Three rejections so far, out of seven submissions. One didn't have time to look at it at all and merely sent his apologies, another responded with a form letter, but the third has given me some advice, for which I am extremely grateful:

I realise you're trying to do something different with the genre, and I admire your ambition. But crime readers like their rules to be observed before they are broken - or publishers do - and in my opinion your narratiuve shifts dilute the tension rather than adding to it.

Of course publishing is a subjective business, and others may take a totally different view, so don't be discouraged.

This is very helpful to me because it tells me what impression I am giving people of the book, through the opening chapters and the synopsis that I have written for it. Two things leap out at me, that need to be rectified a.s.a.p.
1) The murder part of the story takes too long to really get going.
2) My synopsis gives the impression that the ending of the book is left wide open, with the case unsolved. It isn't. The true murderer is not convicted but he does get his comeupance and is therefore prevented from hurting anyone else. The person who does take the blame for Amelia's murder is by no means a sympathetic character and does share some of the blame, albeit indirectly. I need to make this clearer in the synopsis.

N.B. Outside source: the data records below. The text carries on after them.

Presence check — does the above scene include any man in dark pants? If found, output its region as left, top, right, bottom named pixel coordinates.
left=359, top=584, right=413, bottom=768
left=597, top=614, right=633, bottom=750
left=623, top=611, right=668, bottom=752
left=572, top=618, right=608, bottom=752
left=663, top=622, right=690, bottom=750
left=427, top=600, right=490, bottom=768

P.S. My mum's advice was also sound. She says I am too concerned with the back stories of minor characters (so I have cut some parts already) and that I have used the word 'bubbling' one two occasions, when describing people drinking, which is one too many. She has also advised me to cut/re-write the sections relating to a minor character who is writing her own book about what happened to Amelia, in contrast to Caroline's memoir, which is a major part of the story. She says this is an unnecessary distraction. However, excising this 2nd book would involve re-writing so much of my story that I am tempted to leave it in for the moment. I have made changes to the way it is presented, and spelled out (what I see as) its importance in clearer terms when it is first introduced into the narrative. I hope this will suffice.